S. Jersey – $2.40, up 6 cents overnight and up 11 cents in the last week.
Trenton – $2.47, up 5 cents overnight and up 7 cents in the last week.
Cape May County – $2.43, up 5 cents overnight, and up 10 cents in the last week.
Middlesex, Somerset, Hunterdon Counties – $2.48, up 5 cents overnight and up 9 cents in the last week.
Monmouth, Ocean Counties – $2.47, up 4 cents overnight, and up 9 cents in the last week.
As Americans celebrate the final holiday weekend of summer, prices at the pump could continue to rise beyond Labor Day. The national average could top $2.50 for the first time in two years. However, drivers can look forward to mid-September as prices rebalance when refineries get back online, stations make the switchover to less expensive winter blend gasoline, and seasonal demand tapers off.

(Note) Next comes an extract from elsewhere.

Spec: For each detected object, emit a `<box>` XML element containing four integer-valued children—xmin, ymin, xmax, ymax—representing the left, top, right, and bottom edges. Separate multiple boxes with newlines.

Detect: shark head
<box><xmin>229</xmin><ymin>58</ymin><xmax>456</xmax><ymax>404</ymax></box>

“When you see what’s going on in Houston, you can hardly refer to an increase in gas prices as ‘pain’ at the pump”, says Noble. “That said, the timing of the increase is unfortunate for all those planning one final road trip this summer, as motorists are expected to pay the highest Labor Day gas prices in two years.”
Gulf Coast Refinery and Pipeline Status
As of Wednesday evening, the Department of Energy (DOE) is reporting that 10 Gulf Coast refineries remain shut down. Six refineries have begun the process of assessing damage and restarting, which may take several days. Two refineries in the Gulf Coast region are operating at reduced rates. Refineries in Lake Charles, La., could shut or reduce rates as Harvey moves east. Additionally, DOE released 500,000 barrels of oil from the U.S. Strategic Petroleum Reserve – the nation’s reserve of crude oil. The oil will be delivered via pipeline to the Phillips 66 refinery in Westlake, La. According to DOE, it will continue to review incoming requests for oil in the reserve, meaning that it could release more if deemed necessary.
In addition to refinery shut downs, several major pipelines continue to operate at reduced rates, have shut down or plan to shut down due to lack of supply. The Colonial Pipeline announced Wednesday evening it expects to temporarily suspend its gasoline, diesel and jet fuel pipelines. With its supplying refineries closed in the area, the pipeline operator cited reduced output as the reason for suspending its transportation operations. The Pipeline originates in Houston and supplies the East Coast.
“The shut downs do not indicate a shortage of gasoline supplies in the Gulf Coast region or across the country,” added Noble. “These are preventative measures. Overall stocks in the Gulf are above average levels and will be available to drivers once power is restored and area roads are cleared.”
Refinery, pipeline and logistical problems on the Gulf Coast are expected to squeeze fuel supply delivery volumes to the Southeast, Midwest and Mid-Atlantic.
“Northeast refiners are stepping in and barging supplies to the U.S. Southeast, the Caribbean, Mexico and South America to offset the lack of supply from Gulf Coast refineries and pipelines shut down due to Harvey,” added Noble.